Warum die Glaubwürdigkeit von demokratischen politischen Parteien in Europa so wichtig ist

Hingen die Geigen der Demokratie noch vor einem Jahr hoch am europäischen Himmel, ist nun ein schwerer Sturm über uns ausgebrochen. Die rechten Gruppierungen, die seit dem Niedergang der Nazis keine Chance mehr hatten, sind in den letzten Jahren wie Pilze aus dem Boden geschossen. Quasi aus dem Nichts ist eine ernsthafte Bedrohung für die europäische Integration entstanden, die zuvor mehr als 60 Jahre mühsam aufgebaut wurde. Diese Gefährdung findet in einer Hochphase statt, in der die Demokratie so entwickelt ist, wie noch nie zuvor.

Während die vorhandenen rechten Randgruppen in Mitteleuropa als die ewig Gestrigen und Realitätsfernen der Geschichte betrachtet wurden, taten wir die autoritäre Regierung Orban in Ungarn, nach der jahrzehntelangen Unterdrückung des Landes durch eine linke Diktatur, als frühdemokratisches, pubertäres System ab. Doch: Was wir alle ignorierten, aber längst da war, ist die Tatsache, dass viele Themen, Ängste, die gerne den rechten Kräften zugeordnet wurden, mittlerweile auch gemäßigte, konservative Kräfte umtreibt.

Die Parteien, vor allem die Volksparteien, haben sich zu sehr auf die bürgerliche Mitte konzentriert und haben alles, was rechts und links davon war, nicht mehr bedient, gar stigmatisiert. Im Kampf um die Mitte sind die Sorgen der Bürger „Außen“ nicht genügend beachtet worden. Viele fühlen sie durch eine solche Politik nicht mehr vertreten. Europäische Politiker, die diesen Weg gehen, und Medien, die über diese Politik berichten, sind erfahrene Demokraten. Dadurch, dass sie rechte wie linke Tendenzen als undemokratisch ablehnen, drängen sie dieses Klientel, das im Zuge der sich immer härter werdenden wirtschaftlichen Umverteilung und Zuspitzung gar Existenzängste hat, regelrecht in extreme Ecken – rechts wie links. Die Hälfte der griechischen Bevölkerung hat im Moment keine Zukunft, die Hälfte der spanischen Jugendlichen ist arbeitslos.  Circa 17 Millionen Bürger in Deutschland sind von Armut bedroht. Das sind knapp 20 Prozent der Bevölkerung. Diese Menschen wollen eine Zukunft und müssen vom Staat klar und eindeutig aus ihren jeweiligen Ecken abgeholt werden.
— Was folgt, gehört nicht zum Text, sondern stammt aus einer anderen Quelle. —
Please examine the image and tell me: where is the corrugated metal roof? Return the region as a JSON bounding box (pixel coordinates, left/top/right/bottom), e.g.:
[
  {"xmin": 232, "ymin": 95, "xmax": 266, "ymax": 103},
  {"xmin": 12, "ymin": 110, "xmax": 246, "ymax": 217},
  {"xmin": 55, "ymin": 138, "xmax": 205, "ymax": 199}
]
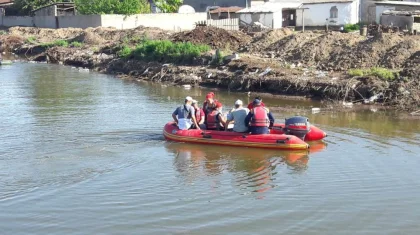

Sie brauchen Perspektiven.

Das Desaster in Köln war nur deshalb ein Desaster, weil es schlagartig und unvorhergesehen die Ängste und die Wahrnehmung der Vernachlässigten, aber auch des bürgerlichen Lagers, bestätigt hat: Fremde, dunkelhäutige Vergewaltiger und sonstige Kriminelle bedrohen unsere deutschen Frauen und werden durch einen vermeintlich verlogenen, liberalen Rechtsstaat noch gestützt. Ein Aufschrei ging durch die gesamte Gesellschaft Europas. Die Wahrheit wurde im ersten Moment von Medien und Politik verschämt verschwiegen und die „Außen“, von denen viele auch Empfänger von staatlichen Stützmaßnahmen sind, sahen sich in Konkurrenz zu den Fremden.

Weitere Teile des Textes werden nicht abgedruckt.